Research Activities April 2013, No. 392
Short spacing between children boosts the older child’s risk of behavioral and cognitive problems
Closely spaced births are associated with a range of adverse health and social and economic consequences for women, ranging from poor maternal nutritional status to reduced employment and education, especially for adolescent mothers. Now a new study reveals that giving birth to another child within 24 months of the previous one raises the older child’s risk of behavioral and cognitive problems. Johns Hopkins University School of Medicine researchers examined the impact of these rapid repeat births (RRBs) on the next older child in the family, whom they termed the index child. As part of a large randomized trial of the Hawaii Healthy Start Program, families were screened for risk of child maltreatment. At-risk families who spoke English and had no current involvement with Child Protective Services (CPS) were randomly assigned to either the Hawaii Healthy Start program or a control group. For these analyses, 658 families were included.
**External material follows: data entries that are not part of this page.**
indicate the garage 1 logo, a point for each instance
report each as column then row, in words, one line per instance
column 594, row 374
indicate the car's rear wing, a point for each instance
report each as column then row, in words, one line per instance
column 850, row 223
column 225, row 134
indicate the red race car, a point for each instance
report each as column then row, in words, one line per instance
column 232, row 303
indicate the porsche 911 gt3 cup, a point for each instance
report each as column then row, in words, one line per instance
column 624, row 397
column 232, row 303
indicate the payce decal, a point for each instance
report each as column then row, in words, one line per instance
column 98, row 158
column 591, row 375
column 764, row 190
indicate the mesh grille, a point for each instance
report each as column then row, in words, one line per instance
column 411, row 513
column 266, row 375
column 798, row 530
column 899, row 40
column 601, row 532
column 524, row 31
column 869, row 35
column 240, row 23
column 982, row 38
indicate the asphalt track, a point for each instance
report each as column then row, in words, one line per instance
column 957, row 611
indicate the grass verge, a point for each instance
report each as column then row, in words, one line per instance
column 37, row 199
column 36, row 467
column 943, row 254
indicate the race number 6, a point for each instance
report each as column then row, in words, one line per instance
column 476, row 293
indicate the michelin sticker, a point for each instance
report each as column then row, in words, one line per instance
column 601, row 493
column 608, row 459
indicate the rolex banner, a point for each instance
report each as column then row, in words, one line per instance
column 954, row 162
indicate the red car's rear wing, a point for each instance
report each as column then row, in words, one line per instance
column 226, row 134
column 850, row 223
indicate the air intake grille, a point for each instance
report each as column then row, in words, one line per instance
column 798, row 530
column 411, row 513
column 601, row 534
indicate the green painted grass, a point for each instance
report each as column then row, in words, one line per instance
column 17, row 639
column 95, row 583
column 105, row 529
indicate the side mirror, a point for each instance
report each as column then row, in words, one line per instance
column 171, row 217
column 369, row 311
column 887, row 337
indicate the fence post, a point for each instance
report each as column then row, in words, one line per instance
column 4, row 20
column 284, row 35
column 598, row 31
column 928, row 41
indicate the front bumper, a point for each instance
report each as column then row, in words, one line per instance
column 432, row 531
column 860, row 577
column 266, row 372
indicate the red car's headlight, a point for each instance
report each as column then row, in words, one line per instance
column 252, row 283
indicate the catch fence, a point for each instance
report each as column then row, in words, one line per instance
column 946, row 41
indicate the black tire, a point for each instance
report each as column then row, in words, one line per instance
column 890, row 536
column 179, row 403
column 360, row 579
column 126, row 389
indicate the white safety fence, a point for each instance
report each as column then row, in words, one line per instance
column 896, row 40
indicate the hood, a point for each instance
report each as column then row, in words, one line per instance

The researchers compared index children in families with RRBs and families without RRBs in terms of parenting behaviors at index child age 2, age 3, and first grade, as well as child behavior and development. They found that, controlling for maternal age, number of births, and intervention group status, the women who had an RRB were 50 percent more likely to report neglecting their index child, and 80 percent more likely to have a substantiated report from CPS. Index children of mothers with an RRB exhibited externalizing behavior twice as often as those whose mothers did not have an RRB. The index children of RRB mothers had lower scores for communication and socialization adaptive behaviors, and had significantly lower verbal reasoning and short-term memory in first grade. The researchers screened 5,810 families, who had a birth on the island of Oahu between November 1994 through December 1995, for being at-risk of child maltreatment. The data analysis for this study was funded in part by AHRQ (T32 HS17596).
More details are in "Relationship between birth spacing, child maltreatment, and child behavior and development outcomes among at-risk families" by Sarah Shea Crowne, Ph.D., Kay Gonsalves, M.S.P.H., Lori Burrell, M.A., and others in the October 2012 Maternal and Child Health Journal 16(7), pp. 1413-1420.